Which was a relief in one sense, I’m not going to keel over the steering wheel with a cracked pump and disappear with the old banger over the cliff. At least, not today.
Talking on a mobile phone is illegal when you’re driving. Like many other agreeable activities which one can get up to behind the wheel, yes… many agreeable activities (dreams for a moment)… Whoa! I almost left the road there. Jeez – that was close.
So, since I don’t have a chauffer like the head of the traffic department, a political oaf called Pere Navarro, and therefore can’t answer the phone and plan my next piece of business; and, unlike Mr Navarro, who is concerned about the heady mixture of saving lives, pissing people off and furthering his brilliant career in the PSOE, I just want to sell another set of encyclopaedias… Shit! I'll have to pull off the road.
There’s a handy lip on our roads, called the arcén. That’s where you go when you need to stop the car and do something else. You don’t want to spend too long on the arcén as it can be quite dangerous, with truck drivers thundering past your narrow ledge of safety or perhaps, nodding off as the tachometer clicks into the red, they drive straight in, through and over you. The sod never even noticed.
Then, there’s the road-cops, los primos. The cousins.
You can’t loiter with your vehicle on the arcén unless you have your emergency lights on, are wearing a kind of psychedelic pyjama top and have placed your warning triangles both fifty metres before and behind.
Unless it’s a motor-bike. They haven’t figured out where you can carry the triangles yet.
If they show, the cops are going to want to see if you carry spare light bulbs, a driving licence and the rest of it – and they will be looking for illegal immigrants hiding under the spare wheel, traces of narcotics in the ashtray and an illegal radar trap apparatus stuffed down your jumper.

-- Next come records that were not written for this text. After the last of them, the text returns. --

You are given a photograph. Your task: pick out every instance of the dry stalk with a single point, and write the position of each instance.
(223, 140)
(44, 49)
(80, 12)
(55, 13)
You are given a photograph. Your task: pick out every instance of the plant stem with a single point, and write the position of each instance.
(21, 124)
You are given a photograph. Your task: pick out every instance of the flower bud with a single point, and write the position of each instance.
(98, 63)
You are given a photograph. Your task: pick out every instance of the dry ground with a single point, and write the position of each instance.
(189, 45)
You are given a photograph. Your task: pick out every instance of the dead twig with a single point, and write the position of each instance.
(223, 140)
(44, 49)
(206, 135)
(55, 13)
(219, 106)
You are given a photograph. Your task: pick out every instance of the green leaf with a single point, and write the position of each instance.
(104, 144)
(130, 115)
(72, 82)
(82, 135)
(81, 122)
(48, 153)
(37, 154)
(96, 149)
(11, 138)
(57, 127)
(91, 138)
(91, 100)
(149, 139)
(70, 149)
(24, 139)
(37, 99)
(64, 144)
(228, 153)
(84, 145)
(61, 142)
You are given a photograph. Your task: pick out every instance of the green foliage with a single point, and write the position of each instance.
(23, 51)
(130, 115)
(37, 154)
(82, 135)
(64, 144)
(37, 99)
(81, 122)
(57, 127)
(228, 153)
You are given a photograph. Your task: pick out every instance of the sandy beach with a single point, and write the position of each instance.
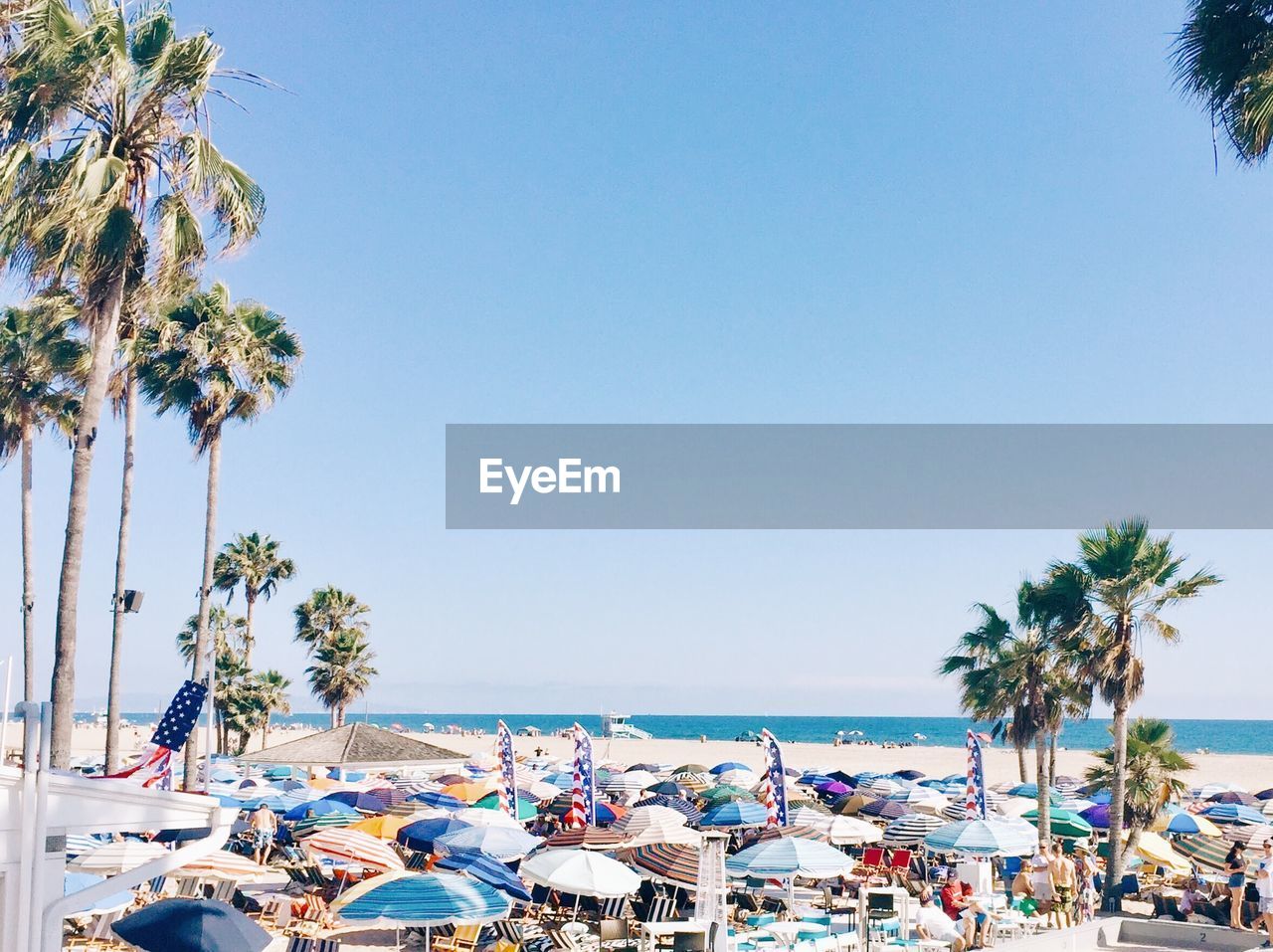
(1254, 773)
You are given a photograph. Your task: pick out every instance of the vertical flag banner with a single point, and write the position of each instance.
(976, 792)
(583, 793)
(776, 797)
(154, 768)
(507, 770)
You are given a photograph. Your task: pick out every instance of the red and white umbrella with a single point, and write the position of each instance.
(353, 847)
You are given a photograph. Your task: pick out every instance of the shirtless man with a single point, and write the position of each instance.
(1064, 880)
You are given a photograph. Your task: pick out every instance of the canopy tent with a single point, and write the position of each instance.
(359, 746)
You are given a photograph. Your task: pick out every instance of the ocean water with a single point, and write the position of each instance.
(1216, 736)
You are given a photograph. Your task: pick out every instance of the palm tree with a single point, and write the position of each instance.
(1123, 579)
(253, 561)
(104, 158)
(1221, 59)
(326, 614)
(1154, 768)
(41, 367)
(341, 670)
(215, 361)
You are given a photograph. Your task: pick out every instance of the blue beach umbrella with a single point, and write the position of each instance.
(422, 834)
(736, 814)
(503, 843)
(489, 870)
(985, 838)
(398, 900)
(438, 800)
(191, 925)
(318, 809)
(790, 856)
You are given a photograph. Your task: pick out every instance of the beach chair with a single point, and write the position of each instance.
(464, 939)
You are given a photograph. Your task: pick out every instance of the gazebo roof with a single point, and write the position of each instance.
(354, 746)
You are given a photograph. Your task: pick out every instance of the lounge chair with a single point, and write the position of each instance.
(464, 939)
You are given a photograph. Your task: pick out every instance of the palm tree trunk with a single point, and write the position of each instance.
(28, 564)
(1113, 901)
(1041, 783)
(121, 558)
(247, 632)
(205, 593)
(103, 317)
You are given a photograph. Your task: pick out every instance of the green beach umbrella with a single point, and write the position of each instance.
(1064, 824)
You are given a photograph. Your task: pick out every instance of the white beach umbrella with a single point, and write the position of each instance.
(580, 872)
(117, 857)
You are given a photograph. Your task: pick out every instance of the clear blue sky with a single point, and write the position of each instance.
(717, 213)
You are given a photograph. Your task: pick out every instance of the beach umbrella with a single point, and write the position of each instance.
(440, 800)
(840, 830)
(419, 835)
(471, 791)
(353, 847)
(191, 925)
(680, 805)
(581, 873)
(527, 809)
(319, 809)
(1185, 824)
(421, 900)
(1066, 825)
(909, 830)
(487, 869)
(673, 863)
(728, 815)
(985, 838)
(117, 857)
(885, 810)
(503, 843)
(78, 882)
(790, 856)
(603, 838)
(1233, 814)
(224, 864)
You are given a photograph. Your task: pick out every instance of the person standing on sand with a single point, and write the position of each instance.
(1235, 868)
(264, 826)
(1063, 879)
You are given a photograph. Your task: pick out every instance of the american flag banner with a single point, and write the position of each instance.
(583, 794)
(507, 769)
(974, 806)
(776, 788)
(154, 768)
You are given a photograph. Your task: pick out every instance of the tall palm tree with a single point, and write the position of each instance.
(42, 365)
(215, 361)
(1222, 59)
(1154, 768)
(341, 670)
(103, 153)
(326, 614)
(1124, 579)
(254, 563)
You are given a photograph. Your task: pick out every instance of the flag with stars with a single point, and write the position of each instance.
(154, 768)
(507, 769)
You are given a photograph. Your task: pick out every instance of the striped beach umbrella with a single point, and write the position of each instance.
(353, 847)
(603, 838)
(676, 864)
(224, 864)
(985, 838)
(503, 843)
(421, 900)
(790, 856)
(910, 830)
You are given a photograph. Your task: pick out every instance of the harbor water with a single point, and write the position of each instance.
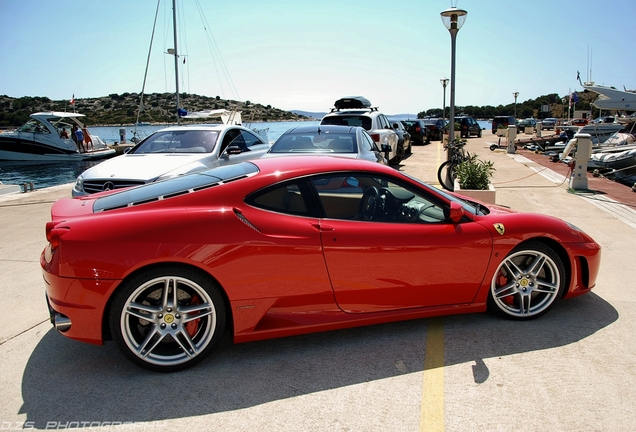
(47, 174)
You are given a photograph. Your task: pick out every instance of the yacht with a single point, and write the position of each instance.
(41, 139)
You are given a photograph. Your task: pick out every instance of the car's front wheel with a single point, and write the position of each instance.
(528, 282)
(167, 318)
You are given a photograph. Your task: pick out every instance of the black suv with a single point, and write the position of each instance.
(418, 130)
(504, 121)
(468, 126)
(435, 127)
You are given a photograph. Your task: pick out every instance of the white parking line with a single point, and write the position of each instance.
(618, 210)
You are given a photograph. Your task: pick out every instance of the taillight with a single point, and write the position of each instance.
(53, 234)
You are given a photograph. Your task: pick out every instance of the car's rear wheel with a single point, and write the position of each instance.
(528, 282)
(167, 318)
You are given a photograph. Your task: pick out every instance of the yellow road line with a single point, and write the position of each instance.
(432, 409)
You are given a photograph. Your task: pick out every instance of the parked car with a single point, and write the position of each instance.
(504, 121)
(284, 246)
(346, 141)
(172, 152)
(523, 124)
(549, 123)
(435, 128)
(357, 111)
(418, 131)
(579, 122)
(467, 126)
(404, 138)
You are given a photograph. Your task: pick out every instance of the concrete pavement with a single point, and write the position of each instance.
(573, 369)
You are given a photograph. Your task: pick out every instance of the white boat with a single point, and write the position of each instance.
(611, 98)
(40, 140)
(601, 132)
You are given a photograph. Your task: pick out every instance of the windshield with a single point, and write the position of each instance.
(315, 142)
(180, 141)
(348, 120)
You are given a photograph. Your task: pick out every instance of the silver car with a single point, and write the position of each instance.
(172, 152)
(346, 141)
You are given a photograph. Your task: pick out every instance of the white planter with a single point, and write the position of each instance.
(487, 196)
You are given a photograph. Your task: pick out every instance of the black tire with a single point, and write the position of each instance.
(528, 282)
(163, 329)
(446, 175)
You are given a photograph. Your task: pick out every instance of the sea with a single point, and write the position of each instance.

Pere Navarro has introduced the ‘points system’ now. You start with twelve on your licence and the police are under instruction to start the carving. Aggressively. They take any more and, shit, I’m walking home. It’s all right for Pere, he can always get another chauffer.

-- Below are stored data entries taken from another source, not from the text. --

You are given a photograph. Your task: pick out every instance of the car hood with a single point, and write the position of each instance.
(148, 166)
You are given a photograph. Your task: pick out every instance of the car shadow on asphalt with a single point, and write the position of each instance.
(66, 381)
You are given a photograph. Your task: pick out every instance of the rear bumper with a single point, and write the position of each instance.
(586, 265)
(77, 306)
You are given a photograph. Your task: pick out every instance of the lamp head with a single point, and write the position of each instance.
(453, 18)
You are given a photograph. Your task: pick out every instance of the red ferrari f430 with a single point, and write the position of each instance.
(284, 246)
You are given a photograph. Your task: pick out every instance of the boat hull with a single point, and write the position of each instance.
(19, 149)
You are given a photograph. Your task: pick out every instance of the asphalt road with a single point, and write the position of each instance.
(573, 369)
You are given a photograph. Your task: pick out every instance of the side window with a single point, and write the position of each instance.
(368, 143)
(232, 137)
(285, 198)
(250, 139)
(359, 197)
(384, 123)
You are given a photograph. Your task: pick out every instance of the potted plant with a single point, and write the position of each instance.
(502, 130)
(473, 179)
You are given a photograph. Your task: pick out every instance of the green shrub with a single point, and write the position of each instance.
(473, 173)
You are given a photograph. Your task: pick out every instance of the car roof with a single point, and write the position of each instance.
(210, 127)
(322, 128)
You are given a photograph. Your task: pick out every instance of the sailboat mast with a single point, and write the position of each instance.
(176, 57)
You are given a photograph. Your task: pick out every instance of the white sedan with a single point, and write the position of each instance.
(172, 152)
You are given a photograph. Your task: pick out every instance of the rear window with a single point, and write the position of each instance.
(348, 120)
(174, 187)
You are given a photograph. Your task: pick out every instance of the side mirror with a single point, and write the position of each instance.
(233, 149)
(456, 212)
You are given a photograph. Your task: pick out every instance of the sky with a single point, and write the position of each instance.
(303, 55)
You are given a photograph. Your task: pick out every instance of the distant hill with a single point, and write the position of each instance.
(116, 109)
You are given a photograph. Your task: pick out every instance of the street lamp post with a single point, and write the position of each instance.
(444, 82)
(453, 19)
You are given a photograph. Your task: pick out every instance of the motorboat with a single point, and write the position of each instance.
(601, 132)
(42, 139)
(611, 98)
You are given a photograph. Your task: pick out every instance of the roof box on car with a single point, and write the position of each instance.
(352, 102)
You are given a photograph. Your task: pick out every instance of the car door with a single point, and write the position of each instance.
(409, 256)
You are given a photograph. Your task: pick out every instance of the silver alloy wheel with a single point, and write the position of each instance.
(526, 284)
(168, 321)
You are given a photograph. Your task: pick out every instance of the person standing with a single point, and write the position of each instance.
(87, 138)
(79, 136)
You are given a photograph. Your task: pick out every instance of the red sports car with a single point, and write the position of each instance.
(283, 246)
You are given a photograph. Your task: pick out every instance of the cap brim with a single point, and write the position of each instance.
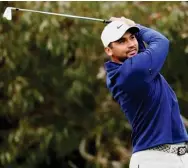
(133, 30)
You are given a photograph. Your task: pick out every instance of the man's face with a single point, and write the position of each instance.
(125, 47)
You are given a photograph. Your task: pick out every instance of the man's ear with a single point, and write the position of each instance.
(108, 51)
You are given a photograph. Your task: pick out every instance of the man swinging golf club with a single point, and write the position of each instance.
(159, 137)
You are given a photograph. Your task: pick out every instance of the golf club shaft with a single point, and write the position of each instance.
(58, 14)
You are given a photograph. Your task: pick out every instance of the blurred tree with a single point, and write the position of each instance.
(55, 108)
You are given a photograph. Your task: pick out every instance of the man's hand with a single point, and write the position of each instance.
(127, 21)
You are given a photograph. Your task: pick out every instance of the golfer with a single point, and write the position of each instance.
(159, 137)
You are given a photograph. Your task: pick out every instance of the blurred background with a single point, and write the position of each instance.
(55, 109)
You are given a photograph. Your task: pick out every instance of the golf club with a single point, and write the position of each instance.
(8, 14)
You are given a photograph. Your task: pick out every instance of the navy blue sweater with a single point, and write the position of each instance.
(145, 97)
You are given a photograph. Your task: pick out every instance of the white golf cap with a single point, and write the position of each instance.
(114, 31)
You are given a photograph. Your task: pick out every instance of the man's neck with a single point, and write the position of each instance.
(114, 59)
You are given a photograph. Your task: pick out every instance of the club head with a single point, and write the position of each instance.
(8, 13)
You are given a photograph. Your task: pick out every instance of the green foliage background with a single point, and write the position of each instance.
(55, 110)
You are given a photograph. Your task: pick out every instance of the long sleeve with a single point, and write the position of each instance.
(143, 67)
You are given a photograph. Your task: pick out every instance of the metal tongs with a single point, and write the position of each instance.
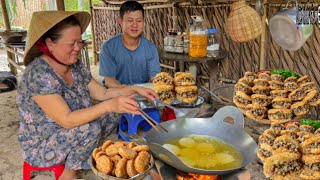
(151, 121)
(178, 112)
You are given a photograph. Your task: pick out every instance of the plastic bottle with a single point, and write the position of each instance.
(169, 41)
(213, 45)
(179, 43)
(198, 39)
(186, 43)
(190, 24)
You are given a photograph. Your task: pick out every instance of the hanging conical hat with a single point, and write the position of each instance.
(42, 21)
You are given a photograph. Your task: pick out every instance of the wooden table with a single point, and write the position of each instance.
(185, 58)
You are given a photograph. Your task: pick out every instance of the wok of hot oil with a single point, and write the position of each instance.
(205, 152)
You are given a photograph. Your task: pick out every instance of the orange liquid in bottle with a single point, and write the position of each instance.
(198, 45)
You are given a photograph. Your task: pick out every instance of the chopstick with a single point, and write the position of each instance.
(151, 121)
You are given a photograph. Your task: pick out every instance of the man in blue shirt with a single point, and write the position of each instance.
(129, 58)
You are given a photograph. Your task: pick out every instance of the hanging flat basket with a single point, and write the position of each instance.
(243, 23)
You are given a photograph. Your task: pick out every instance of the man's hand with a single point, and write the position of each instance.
(146, 92)
(111, 82)
(123, 104)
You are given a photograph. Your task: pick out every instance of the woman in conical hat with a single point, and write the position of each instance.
(58, 123)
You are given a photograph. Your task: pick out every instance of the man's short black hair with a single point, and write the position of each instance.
(130, 6)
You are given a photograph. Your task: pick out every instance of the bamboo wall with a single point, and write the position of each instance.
(242, 56)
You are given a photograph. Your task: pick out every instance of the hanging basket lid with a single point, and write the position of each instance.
(243, 23)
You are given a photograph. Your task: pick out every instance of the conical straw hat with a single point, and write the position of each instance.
(42, 21)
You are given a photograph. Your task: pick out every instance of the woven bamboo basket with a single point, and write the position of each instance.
(244, 23)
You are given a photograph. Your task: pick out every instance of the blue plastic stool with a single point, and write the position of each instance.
(131, 122)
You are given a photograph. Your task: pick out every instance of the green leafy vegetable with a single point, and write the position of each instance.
(285, 73)
(313, 123)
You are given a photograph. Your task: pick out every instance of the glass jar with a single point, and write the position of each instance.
(213, 45)
(198, 39)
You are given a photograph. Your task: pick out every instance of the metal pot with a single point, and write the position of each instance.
(286, 31)
(215, 127)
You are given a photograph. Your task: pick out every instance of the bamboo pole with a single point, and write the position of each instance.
(5, 15)
(145, 8)
(95, 59)
(262, 64)
(60, 5)
(146, 1)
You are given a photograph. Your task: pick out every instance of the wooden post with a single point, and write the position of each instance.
(5, 15)
(262, 63)
(60, 5)
(95, 59)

All this to answer the phone, which has stopped ringing by now anyway.
So, I pull the stupid yellow day-glo number on, over my head. The price tag is flapping on my chest so I wrench it off and (no one looking) throw the bloody thing into the undergrowth.
To the boot of the car to get the triangles. You need to carry two of them – one for ahead and the other for behind. They had better not blow over, the cops might think I just threw them onto the road in a petulant rage.

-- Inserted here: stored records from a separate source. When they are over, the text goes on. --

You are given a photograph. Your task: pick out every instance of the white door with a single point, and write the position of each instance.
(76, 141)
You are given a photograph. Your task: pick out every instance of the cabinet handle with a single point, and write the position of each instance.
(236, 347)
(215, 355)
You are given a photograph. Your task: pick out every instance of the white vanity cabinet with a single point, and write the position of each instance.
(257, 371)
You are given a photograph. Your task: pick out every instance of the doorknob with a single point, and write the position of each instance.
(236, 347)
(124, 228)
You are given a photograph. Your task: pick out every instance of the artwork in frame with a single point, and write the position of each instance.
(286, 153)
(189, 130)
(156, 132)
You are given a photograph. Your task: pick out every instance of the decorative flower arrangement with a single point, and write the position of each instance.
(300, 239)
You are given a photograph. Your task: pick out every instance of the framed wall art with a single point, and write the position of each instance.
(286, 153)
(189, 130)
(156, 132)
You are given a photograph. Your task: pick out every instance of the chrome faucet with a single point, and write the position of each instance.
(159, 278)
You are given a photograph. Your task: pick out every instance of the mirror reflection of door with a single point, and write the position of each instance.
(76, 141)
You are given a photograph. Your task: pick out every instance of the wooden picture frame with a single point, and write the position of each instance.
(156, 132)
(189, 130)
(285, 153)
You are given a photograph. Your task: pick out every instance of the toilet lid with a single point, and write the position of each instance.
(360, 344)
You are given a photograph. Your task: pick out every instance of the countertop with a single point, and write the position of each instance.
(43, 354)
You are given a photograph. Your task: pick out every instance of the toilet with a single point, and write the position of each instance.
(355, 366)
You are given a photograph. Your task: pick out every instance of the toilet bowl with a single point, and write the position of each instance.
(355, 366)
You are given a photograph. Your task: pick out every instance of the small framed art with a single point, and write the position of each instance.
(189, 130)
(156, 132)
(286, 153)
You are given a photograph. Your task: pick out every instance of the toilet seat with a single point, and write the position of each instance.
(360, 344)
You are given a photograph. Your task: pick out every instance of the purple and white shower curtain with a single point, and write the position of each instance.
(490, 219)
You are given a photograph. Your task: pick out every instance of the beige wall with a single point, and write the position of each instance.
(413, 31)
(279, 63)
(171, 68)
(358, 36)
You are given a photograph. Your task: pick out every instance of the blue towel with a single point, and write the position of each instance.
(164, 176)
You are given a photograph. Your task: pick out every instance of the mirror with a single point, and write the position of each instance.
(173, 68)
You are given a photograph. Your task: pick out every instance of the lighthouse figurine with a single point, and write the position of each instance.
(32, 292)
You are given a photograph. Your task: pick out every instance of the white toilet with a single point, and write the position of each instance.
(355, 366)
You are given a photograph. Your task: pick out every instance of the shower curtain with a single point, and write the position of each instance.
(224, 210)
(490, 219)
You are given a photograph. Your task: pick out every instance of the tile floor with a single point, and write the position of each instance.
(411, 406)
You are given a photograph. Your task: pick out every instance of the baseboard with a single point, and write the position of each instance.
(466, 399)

I take the first one up the road and pace out fifty metres, forty-nine, fifty. Then back to the car and repeat the same process the other way. I will have walked over a quarter of a kilometre by the time I'm through with this but, anyway, I’ve dumped the second warning sign on the ground here on the curve and I've brought the phone and am now gonna…
-Eh Oiga!
There’s some bloke up-road from me. He’s standing a hundred metres away, just by my front triangle. It trembles in the slight wind. –You wanna buy this thing off me, he shouts.
-You fuck the fuck off, bastard! A huge trailer rumbles past and the triangle, grateful for the distraction, is blown off the border and flitters down into the valley below.
I’ve picked at the phone now for the re-dial and am walking back to the car, one eye on the gypsy and the other out for the cops. I’ve got my surviving triangle tucked under my arm where it gently rips my pyjama top.
It was a wrong fucking number. But you knew that.